The two vertical lines in Figure 1 identify the \(\lambda\) that minimises cross-validated error (lambda.min) and the larger, more conservative value within one standard error of that minimum (lambda.1se). The latter is often chosen when a simpler, more stable model is preferred.

8.4 Coefficient Paths and the Meaning of Shrinkage

Cross-validation tells us which value of \(\lambda\) is attractive for prediction, but it does not by itself show what the penalty is doing to the model. A coefficient-path plot fills that gap. It tracks each fitted coefficient as \(\lambda\) changes from very small values (weak penalty) to large values (strong penalty).

For ridge regression, the usual pattern is that all coefficients move smoothly towards zero, but none are dropped completely. For lasso, some coefficients are driven exactly to zero as the penalty strengthens. This is the visual expression of the conceptual difference between the two methods.

Figure 2: Coefficient paths for ridge regression. As the penalty increases, all coefficients are shrunk towards zero, but none are removed completely.

In Figure 2, each coloured trace is one predictor coefficient. Moving from left to right corresponds to stronger shrinkage. The lines contract towards zero, but ridge keeps every predictor in the model.

The vertical reference lines show where the cross-validation procedure places lambda.min and lambda.1se. Reading the plot this way helps connect model selection to coefficient behaviour. At lambda.min, shrinkage is weaker because the model is allowed to keep more of the original coefficient size. At lambda.1se, shrinkage is stronger, so the fitted model is more conservative even though its estimated prediction error is still close to the minimum.
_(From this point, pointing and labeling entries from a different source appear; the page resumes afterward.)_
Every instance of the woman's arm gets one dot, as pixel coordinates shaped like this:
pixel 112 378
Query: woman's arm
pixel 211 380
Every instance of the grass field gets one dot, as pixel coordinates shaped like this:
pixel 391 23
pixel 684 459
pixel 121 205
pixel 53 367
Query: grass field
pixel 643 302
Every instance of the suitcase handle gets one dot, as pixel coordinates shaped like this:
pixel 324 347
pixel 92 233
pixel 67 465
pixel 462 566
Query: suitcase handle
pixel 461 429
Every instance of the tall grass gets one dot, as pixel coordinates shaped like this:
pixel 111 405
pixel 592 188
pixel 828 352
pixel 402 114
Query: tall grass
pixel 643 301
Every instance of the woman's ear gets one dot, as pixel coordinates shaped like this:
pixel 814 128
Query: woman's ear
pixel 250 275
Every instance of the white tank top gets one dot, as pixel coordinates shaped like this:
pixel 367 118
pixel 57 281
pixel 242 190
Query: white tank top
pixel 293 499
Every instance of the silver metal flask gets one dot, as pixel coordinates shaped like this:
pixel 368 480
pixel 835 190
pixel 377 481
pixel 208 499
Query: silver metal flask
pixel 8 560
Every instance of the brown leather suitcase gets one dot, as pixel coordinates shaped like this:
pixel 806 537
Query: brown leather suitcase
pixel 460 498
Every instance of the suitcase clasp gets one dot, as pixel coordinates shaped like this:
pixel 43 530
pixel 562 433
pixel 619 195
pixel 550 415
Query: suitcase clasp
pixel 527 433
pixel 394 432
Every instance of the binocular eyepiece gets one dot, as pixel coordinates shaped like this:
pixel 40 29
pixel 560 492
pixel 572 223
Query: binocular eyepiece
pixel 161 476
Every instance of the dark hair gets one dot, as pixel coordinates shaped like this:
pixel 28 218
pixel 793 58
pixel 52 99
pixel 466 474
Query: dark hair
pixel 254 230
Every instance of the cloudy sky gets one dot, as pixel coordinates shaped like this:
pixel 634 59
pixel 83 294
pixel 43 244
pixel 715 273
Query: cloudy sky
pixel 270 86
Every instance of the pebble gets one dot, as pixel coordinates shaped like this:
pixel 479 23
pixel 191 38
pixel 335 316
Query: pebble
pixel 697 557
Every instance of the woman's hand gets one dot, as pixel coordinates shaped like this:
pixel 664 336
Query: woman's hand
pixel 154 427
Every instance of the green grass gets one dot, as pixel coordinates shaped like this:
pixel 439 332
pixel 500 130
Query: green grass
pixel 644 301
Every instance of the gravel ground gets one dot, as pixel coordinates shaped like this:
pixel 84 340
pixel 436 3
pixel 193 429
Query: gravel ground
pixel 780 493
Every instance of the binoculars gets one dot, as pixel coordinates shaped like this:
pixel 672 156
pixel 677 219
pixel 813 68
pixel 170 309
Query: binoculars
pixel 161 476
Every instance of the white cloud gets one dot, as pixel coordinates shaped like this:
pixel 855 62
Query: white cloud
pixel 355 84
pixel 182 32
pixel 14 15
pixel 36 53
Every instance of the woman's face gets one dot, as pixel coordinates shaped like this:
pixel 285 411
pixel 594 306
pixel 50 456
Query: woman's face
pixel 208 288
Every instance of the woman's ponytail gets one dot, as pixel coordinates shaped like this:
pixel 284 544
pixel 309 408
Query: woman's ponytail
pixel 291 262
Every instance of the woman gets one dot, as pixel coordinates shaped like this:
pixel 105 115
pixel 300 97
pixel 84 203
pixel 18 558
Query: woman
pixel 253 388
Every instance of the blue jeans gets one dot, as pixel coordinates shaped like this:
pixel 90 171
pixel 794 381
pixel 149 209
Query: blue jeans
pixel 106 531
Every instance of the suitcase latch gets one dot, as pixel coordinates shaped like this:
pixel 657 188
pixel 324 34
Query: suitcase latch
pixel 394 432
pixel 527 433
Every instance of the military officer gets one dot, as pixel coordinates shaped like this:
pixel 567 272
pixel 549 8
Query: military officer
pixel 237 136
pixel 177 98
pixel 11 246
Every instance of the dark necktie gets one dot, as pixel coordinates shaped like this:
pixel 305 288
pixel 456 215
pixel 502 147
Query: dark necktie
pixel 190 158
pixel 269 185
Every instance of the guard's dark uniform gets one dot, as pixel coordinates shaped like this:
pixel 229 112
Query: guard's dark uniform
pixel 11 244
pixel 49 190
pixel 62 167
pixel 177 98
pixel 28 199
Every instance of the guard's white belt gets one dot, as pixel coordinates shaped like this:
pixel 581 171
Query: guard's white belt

Figure 3: Coefficient paths for lasso regression. As the penalty increases, some coefficients are shrunk all the way to zero.

In Figure 3, some traces hit the horizontal axis and stay there. Those are the predictors that lasso has excluded. This is why coefficient-path plots are so useful pedagogically: they let you see which variables remain influential across a range of penalties and which ones disappear quickly once shrinkage becomes strong.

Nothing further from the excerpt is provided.